Execution sparks outrage among campaigners

THE execution of Stanley Tookie Williams yesterday outraged many in Europe and the US who regard the practice as barbaric.

Execution sparks outrage among campaigners

Feelings ran particularly deep in Austria, the native country of California State Governor Arnold Schwarzenegger.

Singer Joan Baez, M*A*S*H* actor Mike Farrell and the Rev Jesse Jackson were among those who protested against the execution in California.

"Tonight is planned, efficient, calculated, antiseptic, cold-blooded murder and I think everyone who is here is here to try to enlist the morality and soul of this country," said Baez, who sang Swing Low, Sweet Chariot outside the gates.

At the Vatican, Pope Benedict XVI's top official for justice matters denounced the death penalty as going against redemption and human dignity.

"We know the death penalty doesn't resolve anything," Cardinal Renato Martino said.

"Even a criminal is worthy of respect because he is a human being."

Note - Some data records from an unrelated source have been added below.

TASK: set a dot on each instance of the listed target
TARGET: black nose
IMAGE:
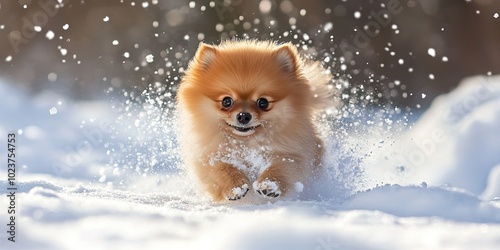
(243, 117)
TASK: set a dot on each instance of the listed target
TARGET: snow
(88, 177)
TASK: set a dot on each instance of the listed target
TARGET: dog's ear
(205, 55)
(286, 55)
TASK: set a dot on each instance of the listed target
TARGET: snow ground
(435, 185)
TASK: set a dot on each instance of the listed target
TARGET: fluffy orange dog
(246, 110)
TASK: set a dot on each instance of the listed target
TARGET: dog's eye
(227, 102)
(262, 104)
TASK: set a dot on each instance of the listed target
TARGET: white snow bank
(457, 141)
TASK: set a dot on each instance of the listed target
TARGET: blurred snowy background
(89, 89)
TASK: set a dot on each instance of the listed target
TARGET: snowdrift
(436, 186)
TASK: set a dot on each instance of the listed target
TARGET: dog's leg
(225, 182)
(279, 177)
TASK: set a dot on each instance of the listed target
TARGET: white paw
(267, 188)
(238, 192)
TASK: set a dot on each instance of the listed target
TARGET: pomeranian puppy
(246, 111)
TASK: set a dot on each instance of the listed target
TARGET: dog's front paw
(267, 188)
(237, 193)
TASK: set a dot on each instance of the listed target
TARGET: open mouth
(244, 130)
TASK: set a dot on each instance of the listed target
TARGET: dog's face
(245, 90)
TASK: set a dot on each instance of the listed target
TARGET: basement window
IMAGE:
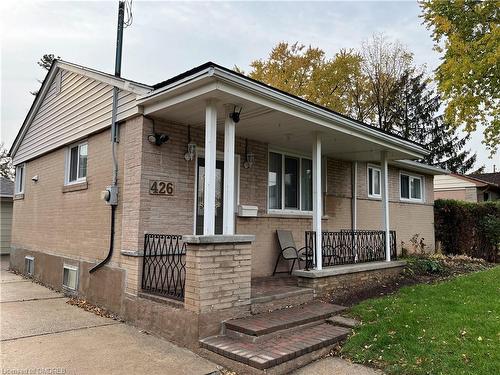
(29, 265)
(70, 277)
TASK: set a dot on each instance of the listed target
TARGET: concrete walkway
(40, 332)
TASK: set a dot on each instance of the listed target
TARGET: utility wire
(128, 14)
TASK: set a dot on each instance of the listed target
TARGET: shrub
(466, 228)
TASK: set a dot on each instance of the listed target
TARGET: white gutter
(420, 167)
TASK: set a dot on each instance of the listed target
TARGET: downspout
(111, 193)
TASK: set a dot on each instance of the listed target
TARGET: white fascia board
(109, 79)
(420, 167)
(277, 105)
(269, 97)
(172, 100)
(156, 94)
(293, 103)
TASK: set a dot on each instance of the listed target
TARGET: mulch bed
(452, 267)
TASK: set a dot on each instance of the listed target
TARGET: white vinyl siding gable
(81, 107)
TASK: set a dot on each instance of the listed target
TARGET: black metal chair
(288, 250)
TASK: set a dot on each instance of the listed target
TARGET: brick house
(223, 161)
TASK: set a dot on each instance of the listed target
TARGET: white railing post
(317, 195)
(210, 167)
(228, 205)
(385, 203)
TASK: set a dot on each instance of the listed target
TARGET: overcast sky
(167, 38)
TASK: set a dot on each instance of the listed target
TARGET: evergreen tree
(415, 116)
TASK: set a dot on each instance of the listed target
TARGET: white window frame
(68, 164)
(71, 268)
(32, 260)
(373, 167)
(412, 177)
(20, 181)
(283, 210)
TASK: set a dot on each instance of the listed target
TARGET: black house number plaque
(159, 187)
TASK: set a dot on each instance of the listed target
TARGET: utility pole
(110, 195)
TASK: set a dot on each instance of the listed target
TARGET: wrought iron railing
(164, 266)
(349, 246)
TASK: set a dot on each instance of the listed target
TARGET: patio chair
(288, 250)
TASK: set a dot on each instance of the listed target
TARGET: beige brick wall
(218, 276)
(73, 224)
(45, 216)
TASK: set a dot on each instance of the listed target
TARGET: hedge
(468, 228)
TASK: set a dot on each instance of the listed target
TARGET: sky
(167, 38)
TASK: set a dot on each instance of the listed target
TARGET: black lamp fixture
(157, 138)
(235, 115)
(191, 147)
(249, 157)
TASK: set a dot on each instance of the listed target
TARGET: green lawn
(451, 327)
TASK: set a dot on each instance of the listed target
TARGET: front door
(200, 195)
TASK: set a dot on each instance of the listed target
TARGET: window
(70, 277)
(289, 183)
(411, 187)
(20, 178)
(76, 165)
(374, 180)
(29, 265)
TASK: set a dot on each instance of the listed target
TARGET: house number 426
(158, 187)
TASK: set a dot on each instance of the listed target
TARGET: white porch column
(385, 203)
(210, 169)
(317, 206)
(354, 187)
(228, 206)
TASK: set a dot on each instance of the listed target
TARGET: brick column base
(218, 272)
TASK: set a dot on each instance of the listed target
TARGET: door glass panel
(376, 182)
(200, 196)
(405, 186)
(291, 183)
(306, 185)
(274, 180)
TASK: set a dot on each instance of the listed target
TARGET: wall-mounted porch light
(249, 157)
(191, 147)
(235, 115)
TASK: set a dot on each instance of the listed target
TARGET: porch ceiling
(272, 122)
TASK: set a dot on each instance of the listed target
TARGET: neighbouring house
(470, 188)
(210, 164)
(6, 196)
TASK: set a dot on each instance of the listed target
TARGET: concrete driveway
(41, 333)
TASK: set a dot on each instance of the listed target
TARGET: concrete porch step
(278, 349)
(266, 323)
(267, 298)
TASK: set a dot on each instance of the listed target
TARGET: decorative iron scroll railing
(349, 247)
(164, 266)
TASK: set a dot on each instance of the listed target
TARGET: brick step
(275, 298)
(278, 349)
(343, 321)
(274, 321)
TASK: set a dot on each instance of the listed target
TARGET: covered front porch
(262, 161)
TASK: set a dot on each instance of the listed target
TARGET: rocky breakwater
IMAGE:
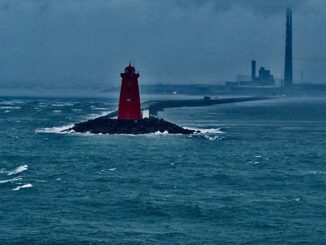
(106, 125)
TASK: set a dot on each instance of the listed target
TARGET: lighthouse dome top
(130, 69)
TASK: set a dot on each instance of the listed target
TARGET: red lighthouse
(129, 102)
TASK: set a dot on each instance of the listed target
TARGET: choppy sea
(256, 176)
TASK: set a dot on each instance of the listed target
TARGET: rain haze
(84, 45)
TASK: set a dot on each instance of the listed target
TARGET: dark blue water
(258, 176)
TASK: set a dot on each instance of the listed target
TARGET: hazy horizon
(86, 44)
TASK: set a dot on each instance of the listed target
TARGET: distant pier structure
(288, 69)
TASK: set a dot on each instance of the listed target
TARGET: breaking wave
(54, 130)
(18, 178)
(23, 187)
(18, 170)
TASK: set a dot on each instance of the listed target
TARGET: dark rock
(106, 125)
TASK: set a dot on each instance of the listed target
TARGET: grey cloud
(87, 42)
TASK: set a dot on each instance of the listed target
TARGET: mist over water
(257, 175)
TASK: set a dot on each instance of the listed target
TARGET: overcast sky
(55, 43)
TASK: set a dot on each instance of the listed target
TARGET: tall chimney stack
(288, 69)
(253, 70)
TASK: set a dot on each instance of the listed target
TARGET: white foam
(54, 130)
(18, 170)
(212, 138)
(11, 180)
(22, 187)
(161, 133)
(207, 130)
(10, 107)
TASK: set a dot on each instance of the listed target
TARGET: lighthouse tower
(129, 102)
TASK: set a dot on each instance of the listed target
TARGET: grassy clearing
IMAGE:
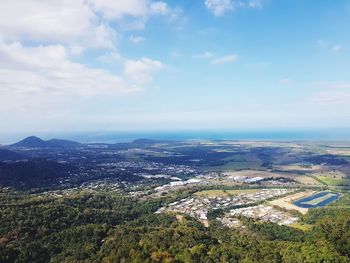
(337, 181)
(320, 199)
(208, 193)
(302, 226)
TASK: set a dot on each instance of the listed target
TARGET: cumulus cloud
(140, 71)
(66, 22)
(41, 41)
(337, 48)
(136, 39)
(220, 7)
(331, 93)
(225, 59)
(205, 55)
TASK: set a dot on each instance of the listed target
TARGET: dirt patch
(287, 201)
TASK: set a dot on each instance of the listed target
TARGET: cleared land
(208, 193)
(303, 179)
(333, 180)
(320, 199)
(287, 201)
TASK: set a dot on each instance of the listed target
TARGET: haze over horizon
(145, 65)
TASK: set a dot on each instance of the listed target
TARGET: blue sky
(103, 65)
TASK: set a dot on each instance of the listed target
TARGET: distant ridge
(147, 141)
(7, 155)
(35, 142)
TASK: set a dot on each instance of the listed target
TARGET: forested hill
(106, 227)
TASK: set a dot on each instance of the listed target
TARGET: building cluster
(198, 207)
(265, 213)
(246, 179)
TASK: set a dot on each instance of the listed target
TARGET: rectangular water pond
(317, 200)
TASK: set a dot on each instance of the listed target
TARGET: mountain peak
(35, 142)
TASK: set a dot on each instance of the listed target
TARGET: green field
(333, 181)
(320, 199)
(207, 193)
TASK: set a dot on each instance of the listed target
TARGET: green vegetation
(320, 199)
(209, 193)
(333, 181)
(107, 227)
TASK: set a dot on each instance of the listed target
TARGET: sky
(129, 65)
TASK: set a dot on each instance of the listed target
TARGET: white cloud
(47, 71)
(225, 59)
(55, 21)
(332, 93)
(337, 48)
(136, 39)
(205, 55)
(255, 3)
(140, 10)
(220, 7)
(140, 71)
(285, 81)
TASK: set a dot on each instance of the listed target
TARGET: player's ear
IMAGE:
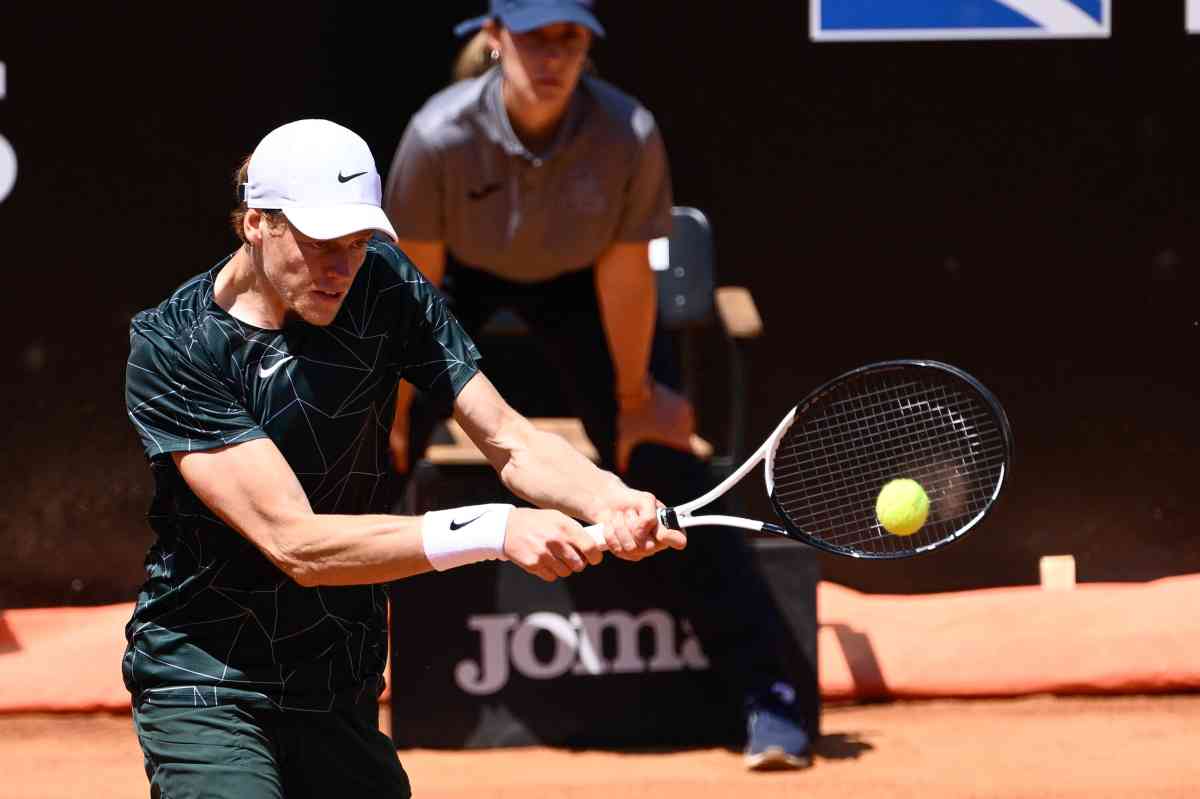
(252, 227)
(491, 32)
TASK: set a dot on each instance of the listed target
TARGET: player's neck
(535, 124)
(245, 293)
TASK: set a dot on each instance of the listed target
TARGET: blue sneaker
(775, 738)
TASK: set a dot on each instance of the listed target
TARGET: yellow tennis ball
(901, 506)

The issue was amplified in the case of Williams due to the apparent remorse many believe the Crips gang co-founder showed by writing children's books about the dangers of gangs.

Leaders of Austria's opposition pacifist Green Party went as far as to call for Mr Schwarzenegger to be stripped of his Austrian citizenship - a demand rejected by Chancellor Wolfgang Schuessel as "absurd."

In Graz, Mr Schwarzenegger's hometown, local Greens said they would file a petition to remove the governor's name from the southern city's Arnold Schwarzenegger Stadium. A Christian political group went even further, suggesting it be renamed the Stanley Tookie Williams Stadium.

The human rights group Amnesty International also condemned the execution, pointing to "concerns about racial discrimination" during the trial of Williams, an African-American.

From London, Clive Stafford-Smith, a human rights attorney specialising in death penalty cases, called the execution "very sad".

"He was twice as old as when they sentenced him to die, and he certainly wasn't the same person that he was when he was sentenced," he said.

Among the celebrities who took up Williams's cause were Jamie Foxx, who played the gang leader in a film; rapper Snoop Dogg, himself a former Crip; Sister Helen Prejean, the nun depicted in Dead Man Walking, and Bianca Jagger.

During Williams's 24 years on death row, a Swiss legislator, college professors and others nominated him for the Nobel Prizes in peace and literature.